Parts of this article don't offend me at all.
**I'll cut and paste from the article itself:
Pyxis Corp., the company that manufactures HelpMate robots such as TOBOR, has placed almost 100 of its robots in U.S. hospitals, including 11 in seven VA medical centers, said Brian Babbitt, general manager of the company's HelpMate Robotics division.
"When you look at the nursing and pharmacy labor shortage, you want to keep skilled personnel with as high-level tasks as possible," Babbitt said. "You don't necessarily want people hauling things around and waiting for elevators."
Hospitals are an environment ideally suited to robots, said Joseph F. Engelberger, a retired physicist and robotics pioneer who designed the HelpMate robot and introduced it at Connecticut's Danbury Hospital about a decade ago. Extensive testing of a prototype there helped engineers adapt the robot's behavior to cope with people's reactions.
** Here's where I object:
Mobile robots have been developed that can learn their way around a building by noticing and remembering the pattern of markings on the floor or ceiling, said Takeo Kanade, a professor of computer science and robotics at Carnegie Mellon University. Some Japanese companies now use robots to deliver mail. Researchers led by Carnegie Mellon's Sebastian Thrun are field-testing the "nursebot," a talking robot that guides nursing home residents from their rooms to the dining hall or other areas -- offering weather reports and television schedules along the way -- and are working on an "intelligent walker" that can both navigate and physically support elderly patients.

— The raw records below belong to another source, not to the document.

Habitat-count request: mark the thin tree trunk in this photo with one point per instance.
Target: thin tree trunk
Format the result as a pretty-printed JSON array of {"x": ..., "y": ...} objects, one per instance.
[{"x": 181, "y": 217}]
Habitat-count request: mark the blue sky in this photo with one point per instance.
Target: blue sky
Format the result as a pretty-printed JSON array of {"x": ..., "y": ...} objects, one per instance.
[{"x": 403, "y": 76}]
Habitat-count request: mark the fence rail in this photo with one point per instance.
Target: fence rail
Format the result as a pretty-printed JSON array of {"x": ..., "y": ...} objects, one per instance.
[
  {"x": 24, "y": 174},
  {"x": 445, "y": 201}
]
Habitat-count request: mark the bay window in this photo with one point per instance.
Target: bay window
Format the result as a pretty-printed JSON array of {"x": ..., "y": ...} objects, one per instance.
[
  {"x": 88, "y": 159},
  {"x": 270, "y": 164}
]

Stationary robots are already being used to do some kinds of surgery. A researcher at the Massachusetts Institute of Technology is testing a robot that performs physical therapy for stroke victims. Engelberger said he thinks it would be possible, with current technology, to build a mobile, voice-activated robot that could help a frail, elderly person get around an apartment and could perform simple household tasks.
*** Here's what I object to. They are testing a "NURSEBOT" which talks and guides nursing home residnets, offering weather reports and TV schedules. This is a NURSEBOT???? It says that stationary robots are already doing some kinds of surgery - I really don't see anything called a SURGEONBOT or DOCBOT, do you?
I'm sorry this post is set up weirdly, but my lovely hubby messes with MY computer and now I can't use any of the buttons that make things quotes or give them color or bold. I'm not pleased with THAT, either.